It’s two steps forward, one step back for state government IT
State IT leaders predicted during a virtual event Tuesday that their operations in the coming months will involve more remote work than before the pandemic, greater collaboration with other government entities and — in some cases — a continued reliance on legacy processes to support the services states provide to residents.
Indiana Chief Information Officer Tracy Barnes said it was typically state agencies to which his technology division provided services that residents interacted with. But he said the pandemic’s rapid transition to virtual services was accompanied by a need for the IT department to become the face of the state as it quickly developed solutions that people could use virtually. That work was followed by a surprise, Barnes said.
“One of the most shocking revelations we ran into was realizing that no matter how great of a online application or system or process was put in place, we still had about 20% of our residents that were still of the legacy mindset and wanted to call and talk to somebody,” he said during the event hosted by Scoop News Group and VMware. “Call centers, as much as we wanted to phase them down and phase them out, [we were] not able to do that.”

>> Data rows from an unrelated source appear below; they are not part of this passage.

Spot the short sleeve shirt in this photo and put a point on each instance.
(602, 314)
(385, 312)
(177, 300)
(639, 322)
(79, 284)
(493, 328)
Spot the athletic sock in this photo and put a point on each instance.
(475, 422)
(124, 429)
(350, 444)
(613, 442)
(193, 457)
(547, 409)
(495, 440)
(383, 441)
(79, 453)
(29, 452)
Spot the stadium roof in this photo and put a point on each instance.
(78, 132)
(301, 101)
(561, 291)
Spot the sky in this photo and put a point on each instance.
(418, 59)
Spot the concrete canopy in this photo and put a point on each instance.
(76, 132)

Many state IT leaders have predicted that remote work will at least partially continue beyond the pandemic. Former Ohio CIO Ervan Rodgers, who resigned earlier this month, said during a separate discussion that remote work was “frowned upon” in state government before the pandemic, though he now expects a hybrid format to take hold.
But that new environment poses new challenges for state technology leaders. Barnes said security concerns and the need to support more cloud providers has complicated the state’s IT management. Continually keeping the state’s technology fresh while also eliminating its technical debt is also a challenge, he said, particularly since there’s seldom dedicated funding for the latter.
“The list of challenges and things that keep me up at night are unfortunately growing, not shrinking,” Barnes said. “Industry is leading so much, especially on the cyber side, and we’re trying to figure out at the state, local level how do we make sure we’re not left behind? How do we identify both the resources and some of these tools where they’re a good fit?”
Indiana used robotic process automation to help tackle unemployment insurance and COVID-19 contact tracing, and also used chatbots at the Bureau of Motor Vehicles. Barnes said officials are now also pondering potential applications of blockchain technology, particularly for identity and access management.
In a panel on cloud computing, Montana Chief Technology Officer Matt Van Syckle said he’s pushing for greater automation in the state’s onboarding and offboarding of employees. That process, he said, should fall to human resources, not IT.
“It should be all automated,” Van Syckle said. “It shouldn’t take an IT person any manual effort to onboard anyone in your environment all the way through identity management, all the multi-cloud access they need and the same thing when an employee leaves. IT shouldn’t need to be involved.”
The maturation of cloud computing technology and its surrounding policy structures in government — such as pre-vetted vendor standards, like FedRAMP — also gives states major opportunities, Van Syckle said.
“Being a smaller state, Montana, we’re really working with North Dakota and South Dakota to drive security standards and cloud standards and a common framework,” he said. “I think cloud has enabled us to not just automate at a state level, but work across the normal boundaries. Five, 10 years ago it wouldn’t be normal to work with other states on a common framework, and now we can. That’s the part that gets me really excited.”